Uccise la moglie ad Alghero, giallo su un post dell’assassino

Il giallo su un post dell’omicida Marcello Tilloca.

Marcello Tilloca, condannato in via definitiva dai giudici della prima sezione della Cassazione – lo scorso 9 marzo – a 30 anni di reclusione per l’omicidio di Michela Fiori, ricompare tre giorni fa sul suo profilo facebook. Lui o un fake, con un post pieno di accuse contro la moglie, e madre dei suoi due figli, strangolata nella sua casa di Alghero il 23 dicembre del 2018. È lecito dubitare dell’autore delle parole apparse sui social visto che l’uomo non può avere accesso a internet né al cellulare. Si nota però una corrispondenza tra il contenuto del post e alcune affermazioni di Tilloca del passato come quelle espresse in una lettera shock inviata alla Nuova Sardegna nel febbraio del 2019.

Il 46enne sostiene che nessuno quanto lui conosceva bene la vittima a cui imputa “un lato oscuro”. Parla di “verità nascoste che solo io conosco” e afferma che Michela si è “lasciata trasportare dalle persone che tu credevi amiche e invece ci hanno solo rovinato la vita con le loro cattiveria”. A più riprese ritorna su un presunto tradimento della donna, con parole come “infedeltà”, “affronto”, “la tua mancanza di rispetto verso chi ti stava affianco”. Sembra quasi autoassolversi arrivando di fatto a scaricare la responsabilità dell’accaduto su Michela. D’altra parte Tilloca, pur avendo subito confessato il suo gesto, non ha mai mostrato segni di pentimento.

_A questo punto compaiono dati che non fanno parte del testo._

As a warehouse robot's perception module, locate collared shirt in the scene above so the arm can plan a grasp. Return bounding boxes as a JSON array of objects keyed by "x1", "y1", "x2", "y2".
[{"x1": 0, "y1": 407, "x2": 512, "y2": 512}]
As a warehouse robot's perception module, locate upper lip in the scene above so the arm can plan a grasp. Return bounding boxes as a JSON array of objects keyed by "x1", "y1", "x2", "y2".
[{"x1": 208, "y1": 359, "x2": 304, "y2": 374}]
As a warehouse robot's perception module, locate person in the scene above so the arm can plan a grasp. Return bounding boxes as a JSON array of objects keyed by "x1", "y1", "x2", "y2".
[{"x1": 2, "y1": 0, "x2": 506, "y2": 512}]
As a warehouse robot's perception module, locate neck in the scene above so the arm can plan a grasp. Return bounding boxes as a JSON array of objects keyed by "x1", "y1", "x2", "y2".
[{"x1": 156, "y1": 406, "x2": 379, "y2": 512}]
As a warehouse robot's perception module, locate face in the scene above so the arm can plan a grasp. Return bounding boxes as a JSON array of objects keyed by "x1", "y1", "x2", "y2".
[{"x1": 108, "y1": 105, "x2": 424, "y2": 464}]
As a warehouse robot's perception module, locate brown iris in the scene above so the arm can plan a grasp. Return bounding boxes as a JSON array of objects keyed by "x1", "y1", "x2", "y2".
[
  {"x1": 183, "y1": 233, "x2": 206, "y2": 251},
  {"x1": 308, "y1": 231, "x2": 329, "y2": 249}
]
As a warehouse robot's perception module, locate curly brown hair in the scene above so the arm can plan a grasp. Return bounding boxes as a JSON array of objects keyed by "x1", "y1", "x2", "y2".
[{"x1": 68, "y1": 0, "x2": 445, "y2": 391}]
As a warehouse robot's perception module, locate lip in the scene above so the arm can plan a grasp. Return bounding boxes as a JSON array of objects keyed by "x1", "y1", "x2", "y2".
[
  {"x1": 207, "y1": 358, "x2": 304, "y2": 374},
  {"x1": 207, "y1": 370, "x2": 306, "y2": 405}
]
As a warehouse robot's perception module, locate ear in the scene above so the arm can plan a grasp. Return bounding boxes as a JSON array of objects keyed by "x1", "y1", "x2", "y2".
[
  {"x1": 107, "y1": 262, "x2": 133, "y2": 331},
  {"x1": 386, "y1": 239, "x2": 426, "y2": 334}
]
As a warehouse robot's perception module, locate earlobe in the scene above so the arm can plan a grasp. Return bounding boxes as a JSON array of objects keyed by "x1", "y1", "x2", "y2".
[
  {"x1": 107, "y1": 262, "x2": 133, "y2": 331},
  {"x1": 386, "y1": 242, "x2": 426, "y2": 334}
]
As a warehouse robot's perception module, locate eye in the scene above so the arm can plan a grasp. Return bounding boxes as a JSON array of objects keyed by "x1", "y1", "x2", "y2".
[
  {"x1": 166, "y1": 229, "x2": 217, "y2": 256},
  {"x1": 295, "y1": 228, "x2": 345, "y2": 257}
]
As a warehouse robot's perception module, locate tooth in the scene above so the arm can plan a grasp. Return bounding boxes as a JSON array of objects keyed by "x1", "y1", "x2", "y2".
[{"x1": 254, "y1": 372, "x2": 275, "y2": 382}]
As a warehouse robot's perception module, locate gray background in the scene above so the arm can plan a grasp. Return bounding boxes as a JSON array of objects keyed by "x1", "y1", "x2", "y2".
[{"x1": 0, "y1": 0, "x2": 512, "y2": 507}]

Un post che ha provocato le reazioni indignate dei lettori, tutti uniti nel definire “un’indecenza” e “un orrore” il messaggio. Come detto risale alla scorsa settimana la conclusione dell’iter giudiziario per l’uomo, già condannato nel 2019 con rito abbreviato dal gup del Tribunale di Sassari, sentenza ribadita dalla Corte d’appello di Cagliari, sezione distaccata di Sassari, nel novembre 2020. Infine la Cassazione ha rigettato la scorsa settimana il ricorso presentato dai legali dell’uxoricida confermando la condanna e il pagamento di 100mila euro a testa per la madre, il fratello e la nonna di Michela oltre a quello delle spese processuali e il risarcimento delle spese di rappresentanza e difesa sostenute dalle parti civili.